The town could have been matched by scores of others in Sonora and Chihuahua. The alcalde's house and the church stood across the square from each other; both were built of adobe, with red tile roofs. Baroyeca had one street of business. The most important of those, as far as Rodriguez was concerned, were Diaz's general store and La Culebra Verde, the local cantina. Down near the end of the street stood Freedom Party headquarters.

It had both freedom! and?libertad! painted on the big window out front. The Freedom Party had always been scrupulous about using both English and Spanish in Sonora and Chihuahua. That was one reason it had prospered. The Whigs used to look down their snooty noses at the citizens they'd acquired in the states they bought from the Empire of Mexico. Even the Radical Liberals had dealt with the rich men, the patrones, and expected them to deliver votes from their clients. Not the Freedom Party. From the start, it had appealed to the people.
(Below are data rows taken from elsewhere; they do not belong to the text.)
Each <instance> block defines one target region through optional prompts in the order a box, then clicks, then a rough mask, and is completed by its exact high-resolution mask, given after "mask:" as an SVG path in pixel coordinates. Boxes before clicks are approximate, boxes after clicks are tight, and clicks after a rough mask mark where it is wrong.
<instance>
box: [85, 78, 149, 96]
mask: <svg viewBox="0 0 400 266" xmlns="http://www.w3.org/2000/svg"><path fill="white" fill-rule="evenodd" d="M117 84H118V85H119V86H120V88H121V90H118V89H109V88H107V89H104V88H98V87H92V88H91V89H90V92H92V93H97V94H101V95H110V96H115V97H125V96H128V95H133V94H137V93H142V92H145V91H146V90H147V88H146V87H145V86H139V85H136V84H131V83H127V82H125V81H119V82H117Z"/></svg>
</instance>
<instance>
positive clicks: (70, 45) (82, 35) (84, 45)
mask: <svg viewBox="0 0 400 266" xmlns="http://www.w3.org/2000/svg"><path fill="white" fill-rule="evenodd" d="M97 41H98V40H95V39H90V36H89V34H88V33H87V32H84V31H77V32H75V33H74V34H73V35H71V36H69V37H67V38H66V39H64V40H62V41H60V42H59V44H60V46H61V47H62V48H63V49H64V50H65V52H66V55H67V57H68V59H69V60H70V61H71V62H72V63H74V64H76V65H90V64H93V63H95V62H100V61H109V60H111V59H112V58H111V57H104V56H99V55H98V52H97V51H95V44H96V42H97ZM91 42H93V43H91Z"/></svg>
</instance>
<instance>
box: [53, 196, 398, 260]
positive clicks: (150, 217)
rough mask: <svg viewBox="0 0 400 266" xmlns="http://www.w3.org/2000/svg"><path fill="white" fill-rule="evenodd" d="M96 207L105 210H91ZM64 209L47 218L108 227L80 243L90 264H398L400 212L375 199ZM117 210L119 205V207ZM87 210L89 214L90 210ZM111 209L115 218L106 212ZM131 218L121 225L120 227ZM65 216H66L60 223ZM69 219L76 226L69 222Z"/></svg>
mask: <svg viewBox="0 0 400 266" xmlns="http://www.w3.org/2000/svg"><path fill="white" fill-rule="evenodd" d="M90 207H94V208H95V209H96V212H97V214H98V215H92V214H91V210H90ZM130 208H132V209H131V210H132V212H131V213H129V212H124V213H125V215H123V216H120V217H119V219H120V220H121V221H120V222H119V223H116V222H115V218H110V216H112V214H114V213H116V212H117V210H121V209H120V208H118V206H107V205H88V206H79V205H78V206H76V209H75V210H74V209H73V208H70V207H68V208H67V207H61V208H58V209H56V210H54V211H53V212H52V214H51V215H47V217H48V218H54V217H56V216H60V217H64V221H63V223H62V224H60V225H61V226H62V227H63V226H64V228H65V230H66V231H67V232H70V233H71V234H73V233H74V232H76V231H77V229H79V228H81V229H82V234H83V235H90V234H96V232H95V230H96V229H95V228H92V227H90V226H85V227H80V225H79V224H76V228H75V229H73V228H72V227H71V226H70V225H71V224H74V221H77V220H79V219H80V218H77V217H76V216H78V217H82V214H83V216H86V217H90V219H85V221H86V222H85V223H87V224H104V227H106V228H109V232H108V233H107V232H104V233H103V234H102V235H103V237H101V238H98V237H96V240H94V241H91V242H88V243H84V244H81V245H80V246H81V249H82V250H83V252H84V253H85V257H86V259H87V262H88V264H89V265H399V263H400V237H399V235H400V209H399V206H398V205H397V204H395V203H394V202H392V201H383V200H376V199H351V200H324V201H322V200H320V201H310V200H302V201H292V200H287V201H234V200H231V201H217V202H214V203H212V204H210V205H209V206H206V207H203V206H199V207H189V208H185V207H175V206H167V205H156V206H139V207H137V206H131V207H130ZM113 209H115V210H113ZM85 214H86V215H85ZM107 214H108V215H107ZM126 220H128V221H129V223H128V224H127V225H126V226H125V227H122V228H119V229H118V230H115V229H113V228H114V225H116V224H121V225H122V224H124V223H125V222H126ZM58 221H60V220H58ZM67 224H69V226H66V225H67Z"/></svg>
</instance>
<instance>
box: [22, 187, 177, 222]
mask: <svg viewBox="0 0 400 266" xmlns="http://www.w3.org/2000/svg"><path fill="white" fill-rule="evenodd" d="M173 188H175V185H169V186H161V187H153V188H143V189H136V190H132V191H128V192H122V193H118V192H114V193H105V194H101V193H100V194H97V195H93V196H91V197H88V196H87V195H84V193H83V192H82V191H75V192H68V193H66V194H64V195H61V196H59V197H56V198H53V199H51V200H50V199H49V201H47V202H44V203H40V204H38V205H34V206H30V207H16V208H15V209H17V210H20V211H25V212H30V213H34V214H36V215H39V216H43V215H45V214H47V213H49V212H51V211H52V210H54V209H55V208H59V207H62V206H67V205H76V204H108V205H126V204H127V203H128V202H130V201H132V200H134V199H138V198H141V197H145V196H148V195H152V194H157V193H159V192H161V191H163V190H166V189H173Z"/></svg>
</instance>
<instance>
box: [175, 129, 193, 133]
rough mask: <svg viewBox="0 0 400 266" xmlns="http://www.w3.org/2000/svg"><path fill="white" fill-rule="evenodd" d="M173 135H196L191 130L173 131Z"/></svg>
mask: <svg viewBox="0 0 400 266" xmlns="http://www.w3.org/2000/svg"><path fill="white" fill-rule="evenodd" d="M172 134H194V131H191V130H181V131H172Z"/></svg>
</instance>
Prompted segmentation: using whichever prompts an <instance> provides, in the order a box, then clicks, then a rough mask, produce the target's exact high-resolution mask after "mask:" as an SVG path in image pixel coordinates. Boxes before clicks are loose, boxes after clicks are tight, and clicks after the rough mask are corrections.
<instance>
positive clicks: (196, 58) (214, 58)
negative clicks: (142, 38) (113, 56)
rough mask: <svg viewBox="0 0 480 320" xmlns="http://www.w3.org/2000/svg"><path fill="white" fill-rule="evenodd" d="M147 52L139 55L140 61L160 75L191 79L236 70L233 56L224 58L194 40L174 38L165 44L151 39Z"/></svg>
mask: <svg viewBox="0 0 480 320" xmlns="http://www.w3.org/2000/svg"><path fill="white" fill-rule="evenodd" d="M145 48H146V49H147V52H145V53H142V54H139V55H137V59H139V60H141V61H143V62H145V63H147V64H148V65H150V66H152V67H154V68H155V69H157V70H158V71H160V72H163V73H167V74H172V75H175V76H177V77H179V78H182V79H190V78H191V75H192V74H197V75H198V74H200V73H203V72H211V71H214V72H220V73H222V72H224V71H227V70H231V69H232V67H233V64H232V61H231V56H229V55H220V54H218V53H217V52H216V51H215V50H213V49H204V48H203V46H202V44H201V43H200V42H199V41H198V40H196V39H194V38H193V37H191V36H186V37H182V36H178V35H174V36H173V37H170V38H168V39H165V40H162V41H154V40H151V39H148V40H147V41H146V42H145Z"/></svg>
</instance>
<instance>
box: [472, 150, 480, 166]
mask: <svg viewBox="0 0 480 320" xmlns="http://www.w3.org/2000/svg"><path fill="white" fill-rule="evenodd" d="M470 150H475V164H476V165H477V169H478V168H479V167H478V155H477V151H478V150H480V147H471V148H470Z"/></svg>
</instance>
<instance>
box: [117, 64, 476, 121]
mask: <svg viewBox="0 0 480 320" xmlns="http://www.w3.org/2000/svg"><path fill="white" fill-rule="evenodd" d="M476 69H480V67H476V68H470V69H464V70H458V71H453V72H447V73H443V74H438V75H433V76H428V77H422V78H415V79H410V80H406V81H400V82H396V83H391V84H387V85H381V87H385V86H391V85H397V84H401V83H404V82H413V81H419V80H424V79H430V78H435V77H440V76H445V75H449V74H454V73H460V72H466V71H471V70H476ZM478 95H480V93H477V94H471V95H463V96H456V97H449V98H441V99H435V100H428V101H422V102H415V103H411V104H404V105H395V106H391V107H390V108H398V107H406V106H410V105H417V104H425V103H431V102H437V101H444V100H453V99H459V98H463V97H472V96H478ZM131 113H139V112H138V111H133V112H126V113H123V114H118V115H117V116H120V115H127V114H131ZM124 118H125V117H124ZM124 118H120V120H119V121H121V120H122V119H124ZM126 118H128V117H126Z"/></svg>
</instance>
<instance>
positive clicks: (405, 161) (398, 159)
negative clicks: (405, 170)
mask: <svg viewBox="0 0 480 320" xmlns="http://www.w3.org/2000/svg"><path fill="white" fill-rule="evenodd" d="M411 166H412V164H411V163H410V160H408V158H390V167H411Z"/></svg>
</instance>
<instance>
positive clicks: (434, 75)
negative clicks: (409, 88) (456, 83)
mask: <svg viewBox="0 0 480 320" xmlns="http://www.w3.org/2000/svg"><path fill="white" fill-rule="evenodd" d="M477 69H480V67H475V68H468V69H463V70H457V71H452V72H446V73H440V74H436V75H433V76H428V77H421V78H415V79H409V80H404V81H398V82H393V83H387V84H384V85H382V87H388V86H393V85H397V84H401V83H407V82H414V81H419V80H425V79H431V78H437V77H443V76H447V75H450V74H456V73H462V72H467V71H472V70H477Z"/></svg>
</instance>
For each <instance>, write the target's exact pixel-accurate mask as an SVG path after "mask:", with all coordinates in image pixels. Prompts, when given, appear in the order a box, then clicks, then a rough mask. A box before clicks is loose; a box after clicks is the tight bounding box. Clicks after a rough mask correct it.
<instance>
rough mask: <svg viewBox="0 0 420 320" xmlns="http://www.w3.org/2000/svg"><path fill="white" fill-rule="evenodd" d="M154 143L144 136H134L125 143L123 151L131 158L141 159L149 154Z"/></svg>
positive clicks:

Rodriguez went in. Robert Quinn, the Party representative in Baroyeca, nodded politely. "Hola, Senor Rodriguez," he said in English-accented Spanish. "?Como esta Usted?"

"Estoy bien, gracias," Rodriguez answered. "And how are you, Senor Quinn?"

"I am also well, thanks," Quinn said, still in Spanish. Not only had he learned the language, he treated people who spoke it like anyone else. The Freedom Party didn't care if you were of Mexican blood. It didn't care if you were a Jew. As long as you weren't black, you fit right in.

Carlos Ruiz waved to Rodriguez. He patted the folding chair next to him. Rodriguez sat down by his friend. Ruiz was a veteran, too. He'd fought up in Kentucky and Tennessee, where things had been even grimmer than in west Texas. He too had a son in the Army now.

Quinn waited another fifteen minutes. Then he said, "Let's get started. For those of you without wireless sets, the war news is good. We are driving on Columbus, Ohio. The town will fall soon, unless something very surprising happens. In the East, our airplanes have bombed Washington and Baltimore and Philadelphia and New York. We have also bombed the oil fields in Sequoyah, so los Estados Unidos will not get any use from the state they stole from us. We are going to beat those people."

A pleased murmur ran through the Freedom Party men. A lot of them had fought in the Great War. Hearing about things happening on U.S. soil instead of a massive U.S. invasion of the Confederate States felt good.

"You will also have heard that the Empire of Mexico has declared war on the United States," Quinn said. Another murmur ran through the room. This one was half pleased, half scornful. Sonorans and Chihuahuans, these days, looked at Mexicans the way a lot of white Confederates looked at them: as lazy good-for-nothings living in the land of perpetual manana. That might not have been fair, but it was real.